Tubuh dan Ranjang Kebudayaan

Eko Wijayanto  ;  Dosen Filsafat Universitas Indonesia;
Doktor di Bidang Evolusi Kebudayaan
                                                       KOMPAS, 18 Oktober 2015

                                                                                                                                                           
                                                                                                                                                           

Perhatian terhadap konteks perkembangan tubuh lebih kepada pentingnya perubahan tubuh kebudayaan, terutama karena perkara maraknya perubahan gaya hidup dalam sebuah lingkup sosial ekonomi budaya yang bermutasi dengan cepat. Penyebabnya antara lain ongkos kehidupan ekonomi, sosial, politik—dan demokrasi yang mahal, misalnya untuk menjadi kepala daerah ataupun wakil rakyat harus senantiasa menjaga penampilan dan citranya—dalam budaya kapitalisme dewasa ini turut menyeret bagaimana tubuh dikelola dan dikendalikan.

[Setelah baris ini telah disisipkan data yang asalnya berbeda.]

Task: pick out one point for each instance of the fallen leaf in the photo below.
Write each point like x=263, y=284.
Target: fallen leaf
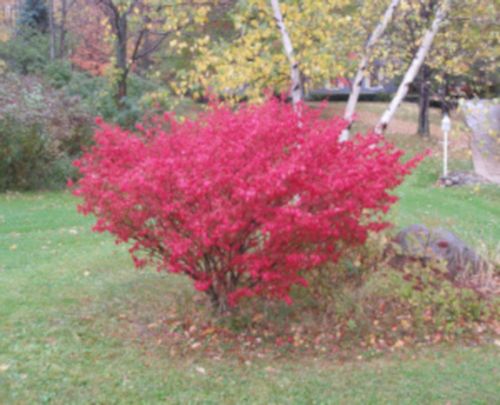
x=398, y=344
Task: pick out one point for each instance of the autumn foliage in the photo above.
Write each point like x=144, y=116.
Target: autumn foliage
x=243, y=202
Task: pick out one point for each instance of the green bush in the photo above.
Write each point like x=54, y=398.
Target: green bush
x=41, y=131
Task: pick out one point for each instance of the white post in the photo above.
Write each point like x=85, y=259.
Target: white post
x=445, y=127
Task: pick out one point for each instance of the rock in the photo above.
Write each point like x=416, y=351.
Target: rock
x=462, y=179
x=419, y=242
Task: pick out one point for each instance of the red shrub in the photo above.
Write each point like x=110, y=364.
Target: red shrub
x=242, y=202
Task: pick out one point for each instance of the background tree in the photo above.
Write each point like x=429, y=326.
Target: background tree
x=138, y=28
x=250, y=58
x=467, y=43
x=34, y=15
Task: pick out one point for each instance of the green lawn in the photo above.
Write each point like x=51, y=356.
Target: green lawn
x=73, y=314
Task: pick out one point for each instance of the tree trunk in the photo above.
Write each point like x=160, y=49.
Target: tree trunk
x=296, y=89
x=52, y=30
x=412, y=71
x=363, y=66
x=424, y=101
x=121, y=61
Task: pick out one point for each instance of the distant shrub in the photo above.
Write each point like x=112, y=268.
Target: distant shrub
x=41, y=131
x=243, y=202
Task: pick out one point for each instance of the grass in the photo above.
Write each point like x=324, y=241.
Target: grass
x=75, y=316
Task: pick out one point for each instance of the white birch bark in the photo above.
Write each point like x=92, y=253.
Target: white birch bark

Pada tahun-tahun belakangan ini, tubuh dianggap bernilai secara mendasar oleh ilmu pengetahuan ataupun filsafat. Ilmu pengetahuan mengatakan bahwa tubuh dapat dibongkar dan disusun kembali. Sedangkan filsafat membantah superioritas tradisional pikiran atas tubuh bahwa keragawian bersifat sentral pada sebuah pengalaman. Namun, yang terpenting adalah tubuh telah didefinisikan tidak hanya sebuah realitas natural, tetapi juga sebuah konsep kultural.

Citra tubuh itu sendiri meliputi struktur-struktur signifikansi, yakni bahwa tubuh merupakan obyek yang digambarkan ataupun sebuah organisme yang dikelola untuk menggambarkan pengertian-pengertian dan hasrat-hasrat politik kebudayaan. Gambaran sistem tersebut akan saling terjalin dan tumpang tindih. Dan semua masyarakat akan berusaha menciptakan citra tubuh yang ideal untuk mendefinisikan diri mereka sendiri, yaitu dengan identitas sosial.

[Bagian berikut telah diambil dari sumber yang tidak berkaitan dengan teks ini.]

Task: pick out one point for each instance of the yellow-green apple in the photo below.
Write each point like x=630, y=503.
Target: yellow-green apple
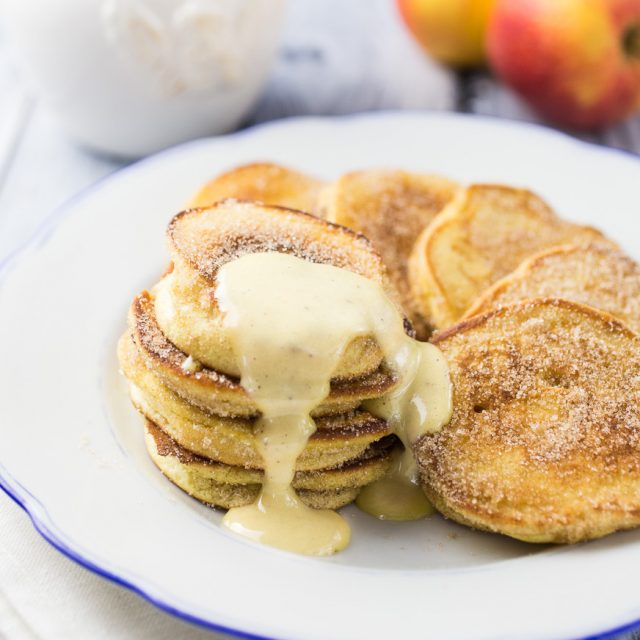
x=576, y=61
x=452, y=31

Identitas sosial merupakan cara bagaimana seseorang memahami tubuh mereka sendiri dan tubuh orang lain. Hal ini yang menjelaskan mengapa budaya yang berbeda mencoba membatasi tubuh melalui sejumlah hukum dan ritual demi menegakkan batasan- batasan di sekelilingnya. ”Membingkai” tubuh merupakan suatu cara untuk melanggengkan suatu struktur kekuasaan, pengetahuan, makna, dan hasrat. Meskipun demikian, tubuh memiliki kemampuan untuk mematahkan suatu bingkai. Inilah kenapa bagi sebagian politisi yang hendak tampil ke publik, busana dan dandanan menjadi penting. Bagaimana tubuh yang tampil harus dicitrakan. Tampilan necis, kopiah, dan bahkan kerudung menjadi penting dan utama ketika tampil di publik ataupun di spanduk.

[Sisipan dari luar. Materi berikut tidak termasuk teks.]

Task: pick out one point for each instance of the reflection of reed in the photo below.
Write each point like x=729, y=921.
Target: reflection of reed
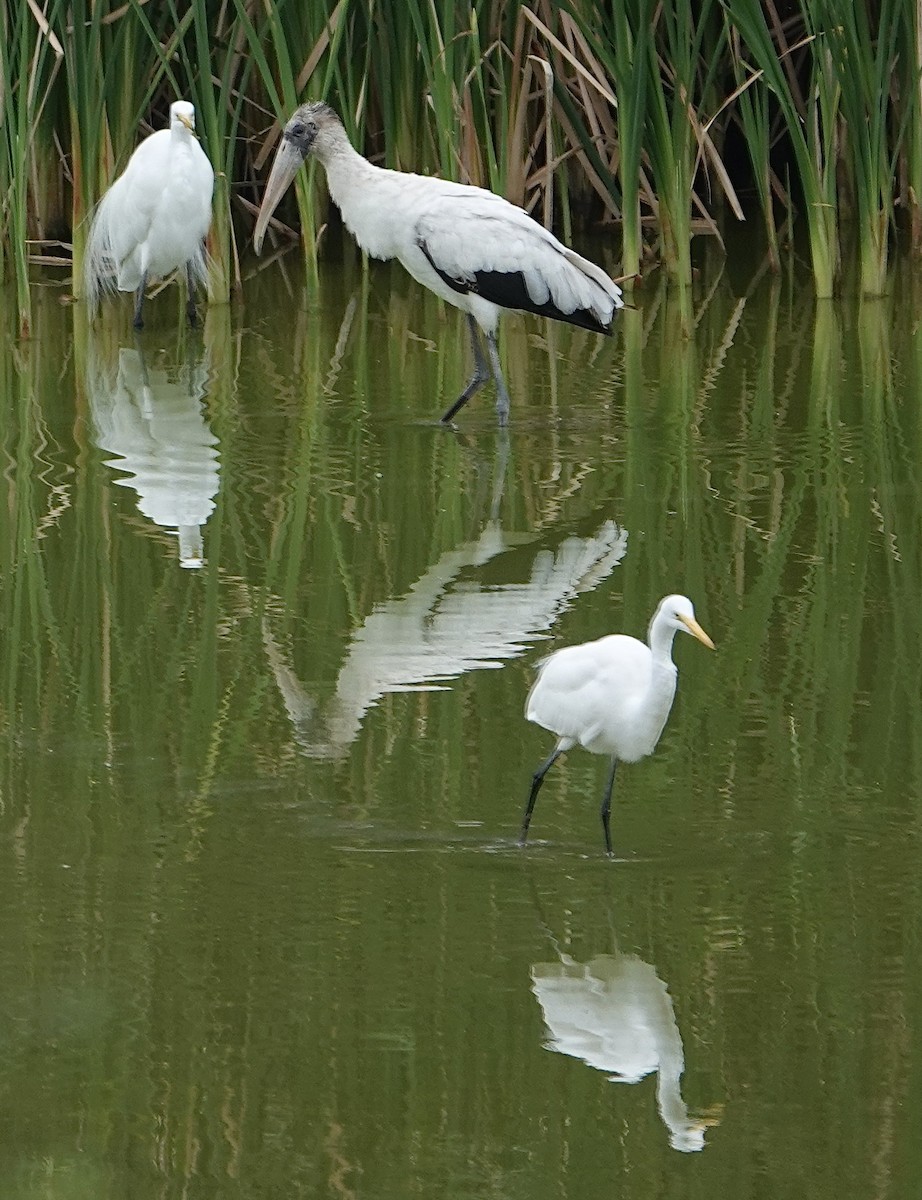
x=615, y=1014
x=448, y=623
x=155, y=423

Tubuh memiliki substansi dan emosi yang secara relatif mempunyai sedikit kontrol atas kesesuaian dan keberlebihan substansi dan emosi tersebut. Tubuh dapat diisi dengan kemarahan ataupun kesedihan pada saat yang sama. Selain ketidakstabilan tubuh, tubuh juga memainkan peranan penting dalam penafsiran kita terhadap dunia, asumsi atas identitas sosial kita, dan perolehan pengetahuan kita.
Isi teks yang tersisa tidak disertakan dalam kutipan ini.